Im Alter von 45 Jahren aber noch einmal fünf Jahre lang die „Schulbank“ zu drücken – das kann sich Sabine Klug schwer vorstellen. Dass es angesichts des eklatanten Erziehermangels in Bayern auch eine andere Möglichkeit geben muss, in einem Kindergarten zu arbeiten, findet sie schon lange. Doch in den Kindergärten, wo sie gerne arbeiten würde und die Interesse an einer Einstellung geäußert hätten, habe man ihr wenig Hoffnung gemacht. Zwar könne sie theoretisch als sogenannte Ergänzungskraft arbeiten, und es gebe sogar zwei Kindergärten, die sie engagieren würden. Allerdings hätten beide Leiterinnen gesagt, dass das Prozedere kompliziert sei, eine Sondergenehmigung von Stadt oder Landkreis ist erforderlich. „Und diese Genehmigung wird erst erteilt, wenn auch die letzte arbeitslose Erzieherin von der Straße ist.“
Außerdem würde Klug lieber vollwertige Erzieherin werden und nicht nur Helferin sein. Auf einen Brief, den sie an Bayerns Familienministerin Christine Haderthauer schrieb, erhielt sie von einem Ministerialrat unter anderem zur Antwort, dass sie die Externenprüfung an einer Berufsfachschule für Kinderpflege absolvieren könnte. Dann müsste sie sich das Wissen, das Kinderpflegerinnen – eine Vorstufe zur Erzieherin – in zwei Jahren an der Schule erwerben, selbst aneignen und die Prüfung bestehen.

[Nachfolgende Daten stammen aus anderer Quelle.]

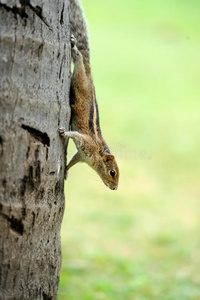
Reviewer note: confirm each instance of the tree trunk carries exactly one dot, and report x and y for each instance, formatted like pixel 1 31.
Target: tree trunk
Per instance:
pixel 34 89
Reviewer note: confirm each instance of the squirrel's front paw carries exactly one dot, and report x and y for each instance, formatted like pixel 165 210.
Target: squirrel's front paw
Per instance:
pixel 61 130
pixel 73 40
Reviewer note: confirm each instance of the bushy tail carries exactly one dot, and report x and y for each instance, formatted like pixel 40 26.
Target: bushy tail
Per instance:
pixel 78 28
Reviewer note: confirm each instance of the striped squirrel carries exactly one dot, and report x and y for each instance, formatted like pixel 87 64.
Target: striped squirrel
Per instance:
pixel 85 128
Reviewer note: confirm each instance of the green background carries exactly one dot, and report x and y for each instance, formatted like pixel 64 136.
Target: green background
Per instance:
pixel 142 241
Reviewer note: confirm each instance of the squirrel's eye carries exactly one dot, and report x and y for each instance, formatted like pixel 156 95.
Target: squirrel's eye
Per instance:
pixel 112 173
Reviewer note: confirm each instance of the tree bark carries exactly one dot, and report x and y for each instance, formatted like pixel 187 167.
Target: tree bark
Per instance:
pixel 34 89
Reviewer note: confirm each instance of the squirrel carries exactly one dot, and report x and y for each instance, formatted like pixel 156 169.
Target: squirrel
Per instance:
pixel 85 127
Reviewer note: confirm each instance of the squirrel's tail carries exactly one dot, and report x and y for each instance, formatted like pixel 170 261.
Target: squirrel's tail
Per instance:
pixel 78 28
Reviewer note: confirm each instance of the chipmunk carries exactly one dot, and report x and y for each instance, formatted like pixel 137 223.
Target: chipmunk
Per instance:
pixel 85 128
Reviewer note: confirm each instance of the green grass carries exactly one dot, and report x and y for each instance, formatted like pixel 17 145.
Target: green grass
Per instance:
pixel 140 242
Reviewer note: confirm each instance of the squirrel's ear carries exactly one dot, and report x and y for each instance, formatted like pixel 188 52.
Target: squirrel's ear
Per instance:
pixel 108 157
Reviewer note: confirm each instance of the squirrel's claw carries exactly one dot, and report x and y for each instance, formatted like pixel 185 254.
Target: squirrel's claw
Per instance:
pixel 61 130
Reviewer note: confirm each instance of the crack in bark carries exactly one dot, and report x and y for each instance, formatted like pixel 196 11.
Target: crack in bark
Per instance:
pixel 20 10
pixel 42 137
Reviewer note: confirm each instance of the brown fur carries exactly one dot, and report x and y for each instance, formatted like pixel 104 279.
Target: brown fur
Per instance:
pixel 86 132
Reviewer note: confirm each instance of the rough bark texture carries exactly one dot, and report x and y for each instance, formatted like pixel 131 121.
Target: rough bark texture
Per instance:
pixel 34 89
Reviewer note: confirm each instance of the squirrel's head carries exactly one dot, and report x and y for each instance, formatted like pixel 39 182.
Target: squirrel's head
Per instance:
pixel 108 171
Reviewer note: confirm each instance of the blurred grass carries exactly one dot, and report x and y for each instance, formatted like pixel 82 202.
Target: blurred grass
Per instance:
pixel 142 241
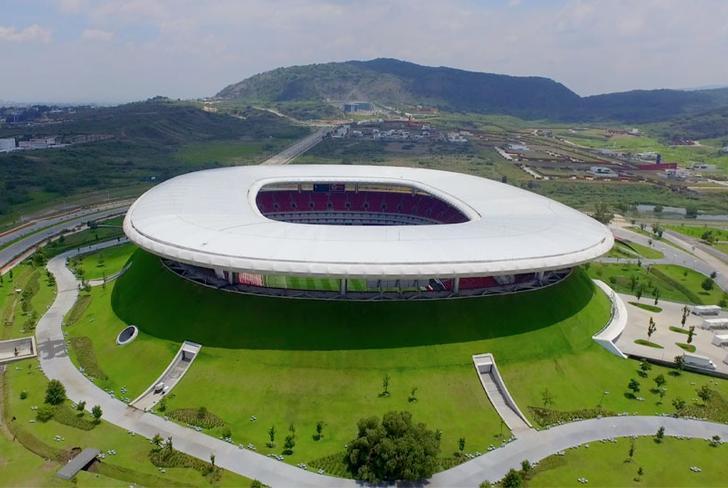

Von der Regierung von Mittelfranken, wo sie sich daraufhin mit ihrem Anliegen hinwandte, um Informationen zur Externenprüfung zu bekommen, erhielt sie nur ein Merkblatt.
Enttäuscht, aber lange noch nicht entmutigt, wandte sie sich an die NZ: „Ich fühle mich gerade wie die Katze, die sich in den eigenen Schwanz beißen will“, sagte sie. Einerseits werde sie von den Schlagzeilen über Erziehermangel verfolgt, auf der anderen Seite gebe es Menschen wie sie, die seit langer Zeit nach Möglichkeiten und Wegen suchten, in einer Kindertagesstätte zu arbeiten.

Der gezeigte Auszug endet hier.